In article <1994May22.133828.562@alc-ohio.alc.com> malone@alc-ohio.alc.com (Bruce Malone) writes:[...]Troncos de árvores fósseis, que se estendem para cima através de múltiplas camadas de calcário, foram encontrados em muitas áreas do mundo, incluindo Kingston, Ontário [não existem tais árvores em Kingston, Ontário -AM] e Joggins, Nova Escócia [ênfase adicionada].

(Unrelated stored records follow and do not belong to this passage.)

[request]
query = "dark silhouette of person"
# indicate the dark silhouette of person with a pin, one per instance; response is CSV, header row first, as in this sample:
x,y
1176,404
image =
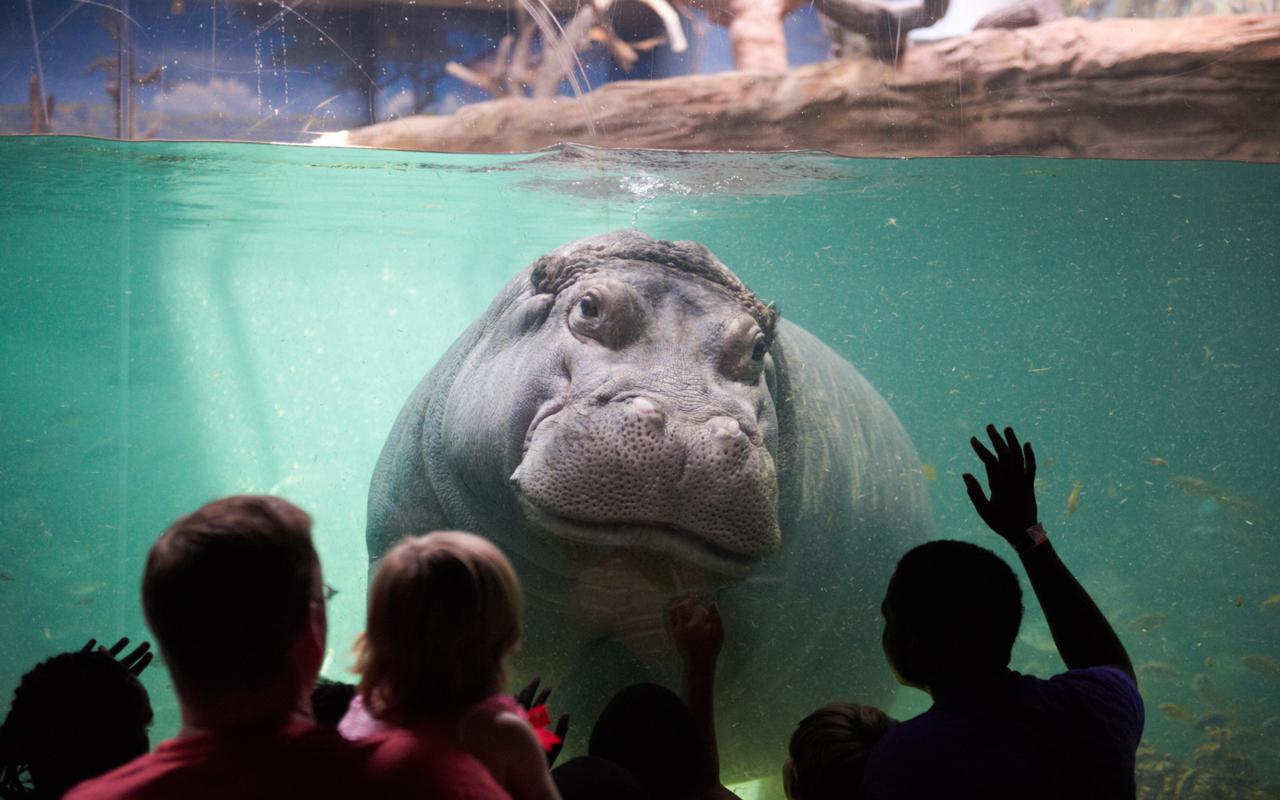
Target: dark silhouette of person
x,y
951,615
234,597
589,777
666,740
73,717
828,752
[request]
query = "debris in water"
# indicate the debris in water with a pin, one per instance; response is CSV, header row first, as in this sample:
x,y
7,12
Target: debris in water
x,y
1175,712
1214,721
1148,621
1262,664
1159,671
1207,691
1239,507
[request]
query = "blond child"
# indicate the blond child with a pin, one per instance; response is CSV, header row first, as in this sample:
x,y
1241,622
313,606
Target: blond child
x,y
444,616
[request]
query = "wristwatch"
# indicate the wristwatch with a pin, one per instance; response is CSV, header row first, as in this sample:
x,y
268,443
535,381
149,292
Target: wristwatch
x,y
1036,536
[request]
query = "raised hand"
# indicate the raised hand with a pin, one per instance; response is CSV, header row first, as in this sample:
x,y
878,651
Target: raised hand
x,y
1011,475
136,661
529,699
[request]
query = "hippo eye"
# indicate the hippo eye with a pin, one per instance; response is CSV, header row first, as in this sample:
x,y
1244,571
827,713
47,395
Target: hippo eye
x,y
759,348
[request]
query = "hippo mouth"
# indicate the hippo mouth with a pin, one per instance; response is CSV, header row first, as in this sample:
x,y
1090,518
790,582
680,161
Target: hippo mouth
x,y
685,545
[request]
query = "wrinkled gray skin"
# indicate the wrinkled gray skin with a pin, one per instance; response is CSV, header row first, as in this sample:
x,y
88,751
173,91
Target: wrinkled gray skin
x,y
629,424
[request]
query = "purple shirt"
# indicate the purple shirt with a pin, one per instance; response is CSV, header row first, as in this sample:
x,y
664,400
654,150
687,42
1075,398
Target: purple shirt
x,y
1018,736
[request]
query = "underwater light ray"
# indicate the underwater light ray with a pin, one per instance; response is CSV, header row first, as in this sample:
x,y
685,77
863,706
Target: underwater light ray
x,y
40,65
112,8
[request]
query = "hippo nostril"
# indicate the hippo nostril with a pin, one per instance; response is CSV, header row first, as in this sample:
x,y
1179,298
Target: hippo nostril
x,y
725,428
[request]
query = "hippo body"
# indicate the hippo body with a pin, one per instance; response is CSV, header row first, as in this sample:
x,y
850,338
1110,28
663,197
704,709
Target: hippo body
x,y
629,423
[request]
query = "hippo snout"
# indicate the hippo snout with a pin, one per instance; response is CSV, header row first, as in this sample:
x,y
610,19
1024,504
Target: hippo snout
x,y
640,462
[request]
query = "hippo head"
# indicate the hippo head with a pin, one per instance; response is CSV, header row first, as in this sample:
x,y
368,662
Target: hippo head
x,y
625,396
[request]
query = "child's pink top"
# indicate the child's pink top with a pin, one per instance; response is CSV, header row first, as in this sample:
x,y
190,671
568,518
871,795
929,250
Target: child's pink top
x,y
359,723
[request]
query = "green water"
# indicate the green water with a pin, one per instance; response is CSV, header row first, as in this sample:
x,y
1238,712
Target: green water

Isso sugere que esses depósitos muito espessos foram depositados muito rapidamente. Árvores polistata semelhantes foram encontradas estendendo-se verticalmente através de camadas sucessivas de carvão. Algumas dessas árvores supostamente permaneceram em pé enquanto ciclos sucessivos de oceanos e pântanos de turfa passavam por uma área. Deixe você ser o juiz quanto à interpretação mais lógica... acumulação lenta ao longo de milhares de anos ou... sepultamento rápido durante uma grande inundação mundial.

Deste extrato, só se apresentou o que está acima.